Saoirse Ronan is outstanding in this charming love story about a young Irish immigrant who has to make an agonising choice between heart and home
Is Brooklyn the most Irish film ever made? It is certainly brimful to frothing point with all the images and rituals of a nearly vanished Éire, a place of kindly, twinkly-eyed priests, indeterminable Sunday masses, and buttoned-down small-town parochialism. You can almost smell the cabbage and bacon wafting through the grey streets of Enniscorthy in the early fifties. It is like a John Hinde postcard written by Maeve Binchy. The Quiet Man is even mentioned at one point.
But John Crowley’s charming, vivid and tender adaptation of Colm Tóibín’s book is so much more than that. It artfully subverts any charges of shamroguery by telling a gripping story of small lives facing upheaval with all the spirit and craft of a classic American film from the era it captures so very well. It also boasts career-high performances from Saoirse Ronan and Domhnall Gleeson which are understated and quietly devastating.
Ronan plays Eilis Lacey, a bright but timid young woman stuck in the stultifying atmosphere of small-town Ireland in 1952, a place where the main pastime for young women with limited choices seemed to be husband hunting. It looks like Eilis will take the route of marriage to a local boy and observance and obedience to all that is expected of her, but when a local priest domiciled in New York, Fr Flood (a marvellous Jim Broadbent) offers to sponsor her, she seizes the chance to break free and forge a real future for herself.
Saoirse Ronan and Domhnall Gleeson both give career-high performances.
Her first months in Brooklyn are spent in terror. She is crippled by shyness and homesickness until she meets Tony, a handsome and romantic young Italian man who woos her diligently at the local Irish dances. He is part of an American-Italian family, who like much of Brooklyn, come straight from central casting and Eilis' visit to their humble apartment for dinner is one of the few things here that doesn't ring quite true.
With Fr Flood having secured her a job in an up-scale department store in Manhattan and a wise old owl of a landlady (a brilliant Julie Walters) watching over her in the boarding house where she has been installed, this Wexford girl's new life in the New World looks secure. Cupid and Tony have big plans for Eilis Lacey.
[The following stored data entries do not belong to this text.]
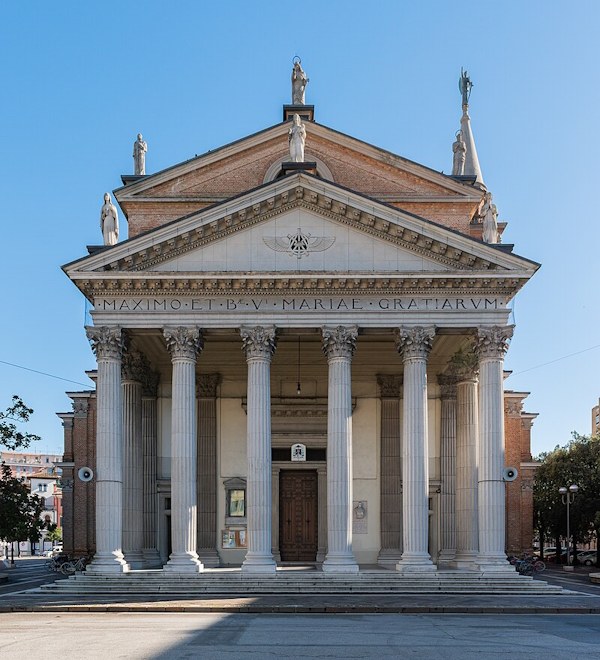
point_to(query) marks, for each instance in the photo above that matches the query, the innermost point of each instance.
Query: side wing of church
(300, 359)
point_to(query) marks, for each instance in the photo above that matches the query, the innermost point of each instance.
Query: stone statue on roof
(489, 213)
(459, 149)
(139, 155)
(299, 82)
(297, 138)
(465, 85)
(109, 221)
However, when an emergency forces her back home, Brooklyn changes gear dramatically and enters into a dramatic and brilliantly-handled third act which captures the sense of dislocation felt by every Irish immigrant. The film also thankfully loses a mounting suspicion of schmaltz. Eilis re-enters her old life like an exotic bird who fully intends to return to her new life abroad but finds that everybody is determined that she stay, not least her grieving mother. New York is becoming a fast-fading memory and young Eilis Lacey is caught in an agonising choice between head, heart and home.
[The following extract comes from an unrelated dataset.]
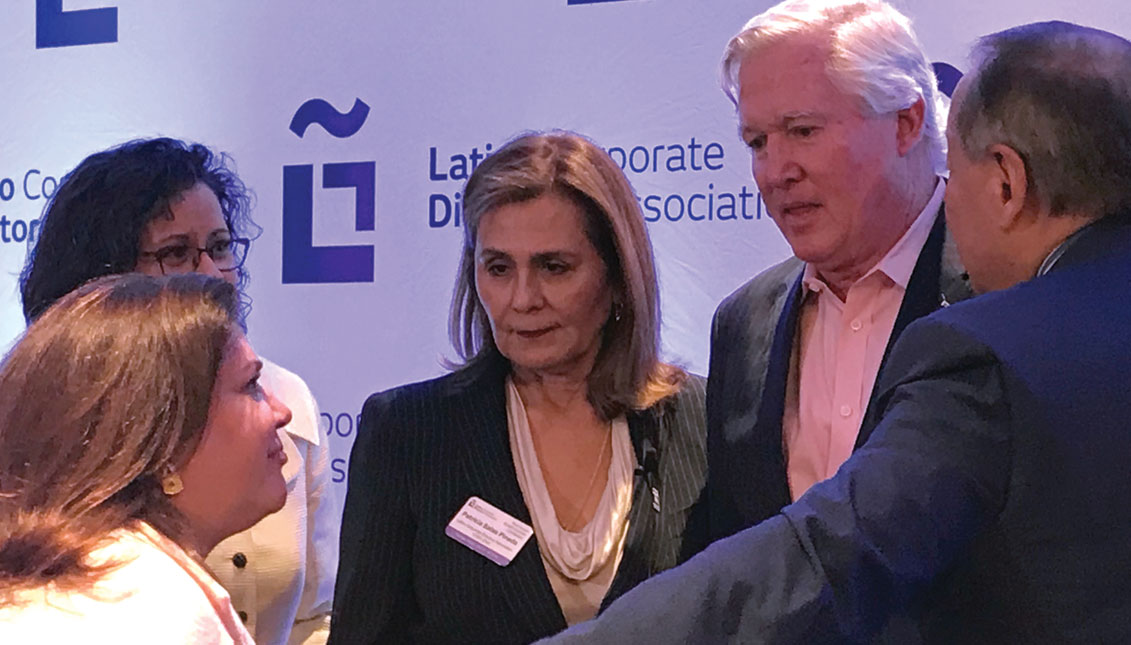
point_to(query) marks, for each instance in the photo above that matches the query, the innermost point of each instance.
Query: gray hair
(1060, 95)
(874, 56)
Ronan gives the performance of her career. Eilis can be infuriatingly passive but there is never any doubt about her mounting sorrow. The camera is nearly always on Ronan in full luminous close-up, as we try to divine the thoughts and the chaos racing through her mind under that serene surface.
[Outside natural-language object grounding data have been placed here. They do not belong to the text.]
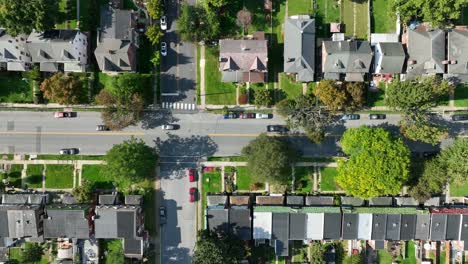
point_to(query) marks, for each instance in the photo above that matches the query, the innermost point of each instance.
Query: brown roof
(239, 200)
(269, 200)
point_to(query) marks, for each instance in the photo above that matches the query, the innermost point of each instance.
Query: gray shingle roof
(299, 48)
(66, 221)
(429, 59)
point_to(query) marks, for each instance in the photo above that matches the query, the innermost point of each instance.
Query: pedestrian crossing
(178, 106)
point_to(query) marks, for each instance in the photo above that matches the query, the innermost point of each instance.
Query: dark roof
(280, 232)
(319, 200)
(453, 227)
(297, 226)
(332, 226)
(296, 200)
(438, 227)
(379, 226)
(240, 223)
(422, 227)
(393, 227)
(350, 226)
(218, 220)
(408, 227)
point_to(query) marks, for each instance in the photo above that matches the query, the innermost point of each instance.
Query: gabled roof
(350, 226)
(299, 48)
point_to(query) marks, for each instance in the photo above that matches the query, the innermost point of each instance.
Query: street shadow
(153, 119)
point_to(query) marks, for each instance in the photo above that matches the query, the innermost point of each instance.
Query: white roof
(364, 226)
(262, 225)
(315, 226)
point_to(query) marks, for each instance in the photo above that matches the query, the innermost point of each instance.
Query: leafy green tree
(269, 159)
(263, 97)
(32, 253)
(63, 89)
(211, 249)
(22, 16)
(377, 165)
(130, 162)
Domhnall Gleeson as Jim Farrell, the handsome young man from Enniscorthy’s upper echelon who also tries to win Eilis’ heart, is superb and turns in a performance of real restraint and nobility. There is also a great turn from Eva Birthistle as a glamorous blonde who shows the gauche Eilis the ropes (and the sick bucket) on her distinctly unglamorous voyage to New York.
Back home in Enniscorthy, the locals are supremely entertaining. As the only bad egg in a movie full of likeable and more importantly, believable characters, Brid Brennan is superb as Mrs Kelly, the local battleaxe of a shopkeeper who has earned herself the nickname “nettles” Kelly and who observes a nauseating pecking order when it comes to counter service in her shop.
It all comes bathed in an almost holy light by cinematographer Yves Bélanger. Brooklyn is all rich greens, vivid reds and flowery yellows. A trip to Coney Island is like being dropped inside a candy box and when Eilis (for which you can read Ellis Island) first enters New York, she does so in slow motion through a battered old doorway into a Technicolor world flooded with sunshine.
Ever the populist, screenwriter Nick Hornby respects Tóibín’s nuanced prose without losing any of the power or the meaning of a glance or a silence. Tóibín himself always set out to write an unashamed romance novel as an addition to his more literary oeuvre - almost as an exercise in style and that’s no bad thing. This is the kind of movie which will be shown on RTÉ One on Christmas night for the rest of time. And why not? Brooklyn is heart-warming, funny, and thought-provoking. It also looks just ravishing.